NYC mass transit: Bosses say ‘Keep paying!’

nycsubwayLtrainIn 2015, 1.8 billion trips were made on New York City subways, about 6 million a day. This is a 50 percent increase from the 1990s, when the daily ridership was around 4 million.

Subways are essential to the economy of the city and make possible its huge density of offices, culture, arenas, stores, universities and all sorts of services. They are also essential to workers, who use them to get to their jobs and to visit friends and family.

According to U.S. Census figures, 41 percent of all New Yorkers take a subway to work, while only 12 percent take the bus and 10 percent walk. Fifty-four percent of all New York families do not own a car. Currently, a number of lines run over capacity, and passengers wait for four or five trains before they can find a spot.

Like much U.S. infrastructure, subways have not been maintained properly. The investments to keep the system resilient, capable of overcoming catastrophes and accidents, have not been made.

Superstorm Sandy battered the New York subway system in 2012, hitting the tunnels that connect the island of Manhattan to the rest of the city hard. The Canarsie tunnel, used by the L-line to connect Brooklyn and Manhattan, was filled with highly corrosive salt water for 11 days and is now falling apart.

The Canarsie tunnel was built in 1924 with only two tubes, one with a track for Brooklyn-bound trains, the other with a track for Manhattan-bound trains. Any accident blocking one tube slows down traffic significantly as only one tube is available for both directions. The tunnel is now used by nearly 250,000 passengers a day.

For 90 years, the MTA and its predecessor agencies have known the system needs an additional tube, but found it more convenient to just shut the tunnel down when there was work to do. When the MTA was replacing the signal system on the L-line with a more modern system, it stopped weekend service through the tunnel for months at a time.
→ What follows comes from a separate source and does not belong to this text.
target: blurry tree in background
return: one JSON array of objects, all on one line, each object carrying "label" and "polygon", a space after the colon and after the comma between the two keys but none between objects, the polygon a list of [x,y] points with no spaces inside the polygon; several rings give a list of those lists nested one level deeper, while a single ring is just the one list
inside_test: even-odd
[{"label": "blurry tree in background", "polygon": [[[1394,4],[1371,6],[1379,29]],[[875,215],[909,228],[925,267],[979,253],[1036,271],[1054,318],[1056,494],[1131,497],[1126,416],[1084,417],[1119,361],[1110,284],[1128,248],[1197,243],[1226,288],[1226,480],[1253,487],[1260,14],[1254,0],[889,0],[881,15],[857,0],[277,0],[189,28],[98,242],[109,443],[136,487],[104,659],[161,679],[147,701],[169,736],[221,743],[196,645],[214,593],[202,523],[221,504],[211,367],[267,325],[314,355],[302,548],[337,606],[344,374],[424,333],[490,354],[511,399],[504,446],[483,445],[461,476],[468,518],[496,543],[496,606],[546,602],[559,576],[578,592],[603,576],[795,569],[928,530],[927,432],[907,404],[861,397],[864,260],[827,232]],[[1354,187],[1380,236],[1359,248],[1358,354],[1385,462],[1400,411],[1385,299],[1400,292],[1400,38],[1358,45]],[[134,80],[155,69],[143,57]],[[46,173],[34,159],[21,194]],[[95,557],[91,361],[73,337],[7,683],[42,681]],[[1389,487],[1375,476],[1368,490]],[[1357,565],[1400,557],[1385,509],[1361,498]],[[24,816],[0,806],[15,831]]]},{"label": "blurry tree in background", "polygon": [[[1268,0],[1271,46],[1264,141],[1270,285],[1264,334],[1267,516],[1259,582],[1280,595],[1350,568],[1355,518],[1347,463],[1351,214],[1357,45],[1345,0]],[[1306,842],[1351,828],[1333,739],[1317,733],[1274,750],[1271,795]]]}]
For workers who relied on the L-line to get to jobs in Manhattan, the absence of L service was a major blow. Commutes that took 20 to 30 minutes stretched to two to three hours. Instead of simply making a few stops on the L, some workers had to transfer to two or three lines, since much of the area served by the L is not served by any other subway line.

On July 25, the MTA announced it will shut the L-line down for 18 months starting in 2019. What the MTA hasn’t announced is how the 250,000 people who use the Canarsie tunnel are going to get to work in a reasonable amount of time during the repairs. The shutdown will affect not only workers coming from Brooklyn to Manhattan. Thirty to fifty thousand people a day use the L-line in Manhattan.

One reason the MTA announced the shutdown so far in advance is that the city of New York is feuding with the state of New York for which government source will pay, and each is trying to shift blame.

But workers don’t need the blame. They need to get to work.